Through the analysis and the explanation, the mesa type silicon-based impurity band terahertz blocking detector integrated with the metal grating realizes the improvement of spectral response performance and the adjustability of wave band, thereby proving the effectiveness of the detector.

The invention is based on the plasmon resonance effect of the sub-wavelength metal grating, utilizes the near-field local characteristic of the metal plasmon, and maintains the effective absorption efficiency of the absorption layer of the device when the thickness of the absorption layer is reduced; in the invention, the thickness of the absorption layer is reduced, which is equivalent to the reduction of the volume of the absorption layer of a device, and the defects and impurities related to dark current are reduced, so that the dark current of the device is reduced, and the signal-to-noise ratio of photoelectric response of a detector is improved; according to the invention, the plasmon resonance wavelength is regulated and controlled by changing the periodic structure parameters of the metal grating, so that the selective enhancement and absorption of the detector in a wide spectrum range from very-long-wave infrared to terahertz waveband are realized, the waveband is adjustable, and the photoelectric response performance of the detector to the waveband is further improved.
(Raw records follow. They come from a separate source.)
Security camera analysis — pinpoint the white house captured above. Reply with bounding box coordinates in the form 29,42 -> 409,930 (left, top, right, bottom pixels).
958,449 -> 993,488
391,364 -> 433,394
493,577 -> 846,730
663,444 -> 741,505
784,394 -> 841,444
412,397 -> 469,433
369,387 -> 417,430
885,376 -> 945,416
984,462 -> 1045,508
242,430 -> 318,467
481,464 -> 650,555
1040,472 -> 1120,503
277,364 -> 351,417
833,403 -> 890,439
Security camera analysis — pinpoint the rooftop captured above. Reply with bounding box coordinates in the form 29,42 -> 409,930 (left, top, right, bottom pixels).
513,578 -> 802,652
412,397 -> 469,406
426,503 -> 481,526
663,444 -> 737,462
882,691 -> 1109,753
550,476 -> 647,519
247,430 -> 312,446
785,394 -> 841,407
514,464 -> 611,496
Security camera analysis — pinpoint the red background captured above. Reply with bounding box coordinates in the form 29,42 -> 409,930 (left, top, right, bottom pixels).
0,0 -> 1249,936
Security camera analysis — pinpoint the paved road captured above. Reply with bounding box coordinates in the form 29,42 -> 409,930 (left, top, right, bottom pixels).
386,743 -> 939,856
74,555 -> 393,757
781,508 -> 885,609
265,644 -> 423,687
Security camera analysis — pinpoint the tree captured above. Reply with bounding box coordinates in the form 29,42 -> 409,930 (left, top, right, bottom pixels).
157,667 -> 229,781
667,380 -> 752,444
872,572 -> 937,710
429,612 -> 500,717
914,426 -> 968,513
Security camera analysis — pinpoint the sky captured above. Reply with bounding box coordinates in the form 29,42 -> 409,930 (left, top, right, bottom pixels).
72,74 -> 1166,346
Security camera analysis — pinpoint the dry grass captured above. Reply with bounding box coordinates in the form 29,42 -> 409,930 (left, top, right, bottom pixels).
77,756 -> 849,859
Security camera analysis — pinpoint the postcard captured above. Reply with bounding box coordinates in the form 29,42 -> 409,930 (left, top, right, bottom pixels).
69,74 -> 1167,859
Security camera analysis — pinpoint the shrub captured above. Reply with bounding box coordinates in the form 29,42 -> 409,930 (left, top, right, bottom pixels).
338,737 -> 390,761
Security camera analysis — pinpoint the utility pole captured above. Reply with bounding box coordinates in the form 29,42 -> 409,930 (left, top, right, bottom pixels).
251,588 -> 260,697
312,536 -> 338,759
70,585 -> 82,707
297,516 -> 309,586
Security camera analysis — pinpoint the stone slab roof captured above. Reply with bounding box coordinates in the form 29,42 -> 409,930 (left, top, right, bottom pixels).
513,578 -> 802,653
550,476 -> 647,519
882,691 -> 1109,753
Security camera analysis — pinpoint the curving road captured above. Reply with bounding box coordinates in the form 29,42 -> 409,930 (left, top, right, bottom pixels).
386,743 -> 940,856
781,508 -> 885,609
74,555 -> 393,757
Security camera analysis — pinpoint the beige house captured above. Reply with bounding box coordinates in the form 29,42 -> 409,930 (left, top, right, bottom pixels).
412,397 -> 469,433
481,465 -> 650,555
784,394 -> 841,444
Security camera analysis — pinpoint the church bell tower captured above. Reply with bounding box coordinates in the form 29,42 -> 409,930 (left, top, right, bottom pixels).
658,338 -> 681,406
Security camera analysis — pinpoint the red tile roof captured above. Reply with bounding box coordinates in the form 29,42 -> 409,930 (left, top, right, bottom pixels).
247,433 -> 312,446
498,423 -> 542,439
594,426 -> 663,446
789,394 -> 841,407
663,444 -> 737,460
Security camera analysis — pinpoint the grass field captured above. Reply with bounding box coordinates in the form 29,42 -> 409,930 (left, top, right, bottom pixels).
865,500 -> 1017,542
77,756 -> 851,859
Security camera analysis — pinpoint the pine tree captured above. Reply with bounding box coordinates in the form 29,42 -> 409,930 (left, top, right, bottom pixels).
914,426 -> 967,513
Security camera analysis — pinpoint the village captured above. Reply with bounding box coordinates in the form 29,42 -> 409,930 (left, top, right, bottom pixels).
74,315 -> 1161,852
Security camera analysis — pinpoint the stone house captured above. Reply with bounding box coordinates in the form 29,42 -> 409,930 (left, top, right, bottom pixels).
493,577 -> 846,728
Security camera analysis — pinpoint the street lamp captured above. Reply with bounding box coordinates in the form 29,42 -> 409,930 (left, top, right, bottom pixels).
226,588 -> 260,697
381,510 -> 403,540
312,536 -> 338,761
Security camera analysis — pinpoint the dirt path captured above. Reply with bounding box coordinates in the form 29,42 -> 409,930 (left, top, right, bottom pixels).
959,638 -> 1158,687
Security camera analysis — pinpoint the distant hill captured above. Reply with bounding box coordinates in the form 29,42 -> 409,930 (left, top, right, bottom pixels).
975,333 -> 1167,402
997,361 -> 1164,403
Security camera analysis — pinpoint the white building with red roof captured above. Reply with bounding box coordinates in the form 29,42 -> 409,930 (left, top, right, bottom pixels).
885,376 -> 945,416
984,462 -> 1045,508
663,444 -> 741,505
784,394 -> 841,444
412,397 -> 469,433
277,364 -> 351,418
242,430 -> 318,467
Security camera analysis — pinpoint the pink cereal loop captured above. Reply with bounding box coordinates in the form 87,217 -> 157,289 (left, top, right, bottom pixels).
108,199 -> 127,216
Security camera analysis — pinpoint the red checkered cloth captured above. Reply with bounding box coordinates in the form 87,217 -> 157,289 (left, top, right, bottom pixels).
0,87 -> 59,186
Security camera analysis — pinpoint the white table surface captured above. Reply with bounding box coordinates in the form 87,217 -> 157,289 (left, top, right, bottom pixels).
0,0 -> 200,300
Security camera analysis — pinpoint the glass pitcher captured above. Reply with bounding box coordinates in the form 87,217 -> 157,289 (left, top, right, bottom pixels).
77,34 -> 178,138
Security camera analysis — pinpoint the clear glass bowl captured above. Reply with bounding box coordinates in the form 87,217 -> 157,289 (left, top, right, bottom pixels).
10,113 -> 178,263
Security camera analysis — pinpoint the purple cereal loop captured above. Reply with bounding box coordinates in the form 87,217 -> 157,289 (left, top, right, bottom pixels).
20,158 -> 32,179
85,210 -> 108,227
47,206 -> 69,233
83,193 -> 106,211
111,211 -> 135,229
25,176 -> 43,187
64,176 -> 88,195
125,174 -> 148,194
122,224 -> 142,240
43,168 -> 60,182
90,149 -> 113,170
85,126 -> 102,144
In the description of the present application, it is to be understood that the terms "upper", "lower", "front", "rear", "left", "right", "vertical", "horizontal", "top", "bottom", "inner", "outer", and the like indicate orientations or positional relationships based on those shown in the drawings, and are only for convenience in describing the present application and simplifying the description, but do not indicate or imply that the referred device or element must have a specific orientation, be constructed in a specific orientation, and be operated, and thus, should not be construed as limiting the present application.

The foregoing description of specific embodiments of the present invention has been presented. It is to be understood that the present invention is not limited to the specific embodiments described above, and that various changes or modifications may be made by one skilled in the art within the scope of the appended claims without departing from the spirit of the invention. The embodiments and features of the embodiments of the present application may be combined with each other arbitrarily without conflict.